The government has targeted corporations that have significant passive investments by restricting the amount of Adjusted Aggregate Investment Income (AAII) that a corporation can have without being penalized. For passive investment income exceeding $50,000, the government announced in the budget that it would restrict access to the lower small business deduction (SBD) tax rate for taxation years that start in 2019. To be specific, any dollar past $50,000 in passive investment income will decrease the $500,000 SBD allowance by $5.

Let’s work through a short example below.

CategoryAmount ($)
Taxable Active Business Income$500,000
Passive Investment Income (interest)$120,000
Passive Investment Income over $50,000$70,000
SBD Limit Reduction: $5 for every $1 > $50,000$350,000 ($70,000 x 5)
Amount Taxed at Small Business Rate (12.5%)$150,000 ($500,000 – $350,000)
Amount Taxed at General Business Rate (26.5%)$350,000 ($500,000 – $150,000)

As you can see above, since passive investment income exceeded the $50,000 threshold by $70,000, the amount that was eligible for the small business tax rate decreased by $350,000 ($70,000 x $5). This left only $150,000 eligible for the lower, small business rate and the rest of taxable active business income at the higher, general tax rate.

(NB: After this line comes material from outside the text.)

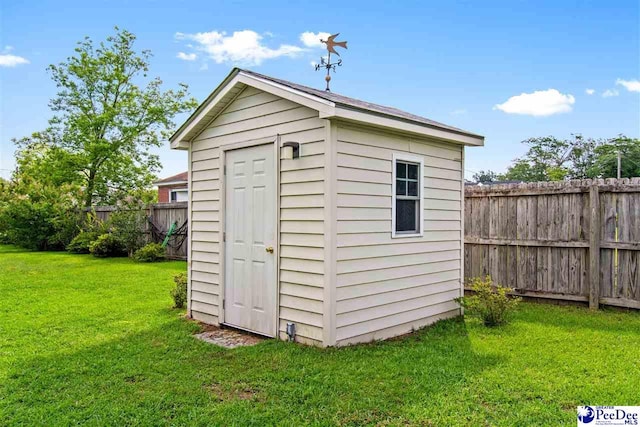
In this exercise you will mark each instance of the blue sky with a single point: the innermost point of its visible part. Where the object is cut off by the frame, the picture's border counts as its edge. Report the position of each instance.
(464, 63)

As before, passive investment income received through investments inside your corporation are still taxed depending on what type of specific income it is, shown below.

SourceTax Rate (%)
Interest Income50.17%
Dividend Income38.33%
Capital Gains25.09%

Tax can be complicated and that is why we have narrowed down the implications of the new federal budget to three different corporate client situations.

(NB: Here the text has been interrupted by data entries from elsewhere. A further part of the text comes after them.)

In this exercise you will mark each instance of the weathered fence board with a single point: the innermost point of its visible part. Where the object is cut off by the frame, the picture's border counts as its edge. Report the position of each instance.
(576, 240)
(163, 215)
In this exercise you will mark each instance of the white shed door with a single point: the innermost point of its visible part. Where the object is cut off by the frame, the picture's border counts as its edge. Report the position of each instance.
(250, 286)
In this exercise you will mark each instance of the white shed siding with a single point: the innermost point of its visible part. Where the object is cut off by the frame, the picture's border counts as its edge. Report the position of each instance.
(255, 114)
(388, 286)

  • Newly practicing Physician, billing $300,000 with passive investment income less than $50,000
    • No immediate affect, the entire amount of active business income under $500,000 will likely remain taxed at the lower, small business tax rate
  • Mid-career Physician, billing $900,000 with passive investment income greater than $50,000
    • Will likely be affected, the amount of active business income taxed at the small business rate will be reduced by $5 for every $1 of passive investment income greater than $50,000
  • Retired Physician, no billings but with significant passive investment income
    • No affect, since the Physician is not billing, there is no income being taxed at the small business tax rate to begin with

As you can see, Physicians with significant billings and passive investment income greater than $50,000 will be affected. Below you will find a detailed breakdown of the continuation of the impacted case.

CategoryBefore Budget Change ($) 2018After Budget Change ($) 2019
Active Business Income$800,000$800,000
Amount of Investments$2,500,000$2,500,000
Passive Investment Income Received$125,000$125,000
Passive Investment Income Exceeding ThresholdN/A$54,167
Reduction to Small Business Tax DeductionN/A$270,837 ($54,167 x $5)
Total Income Included For Small Business Deduction$500,000$229,163 ($500,000 – $270,837)
Tax on Included Income (13.5%/12.5%)*$67,500 ($500,000 x 0.135)$28,646 ($229,163 x 0.125)
Total Income Excluded From Small Business Tax Deduction$300,000 ($800,000-$500,000)$570,837 ($800,000 – $229,163)
Tax On Excluded Income (26.5%)**$79,500 ($300,000 x 0.265)$151,271 ($570,837 x 0.265)
Tax on Passive Investment Income***$47,326$47,326
Total Tax Paid$194,326$227,243
Net Income Retained In Corporation$730,674$697,757
Impact of ChangeN/A$32,917

*Small business rate for Ontario, varies by province
**General business rate for Ontario, varies by province
***Mix of interest Income, dividend income and capital gains

From above, you can see there is a $32,917 impact in this example. The impact is calculated as the amount of the reduction to the small business deduction multiplied by the difference in the small business tax rate and the general business tax rate ($375,000 *(26.5% – 13.5%)). The largest impact the change can have is entire small business reduction amount, $500,000 multiplied by the difference in tax rates shown above. The maximum impact for a corporation in this situation would total $65,000.

Although a portion of active business income will be unable to qualify for the lower tax rate, there is still a significant tax deferral opportunity for incorporated physicians. The difference between their personal tax rate of say, 47% (top Ontario rate is 53.53%) and 26.5% for the general business tax rate.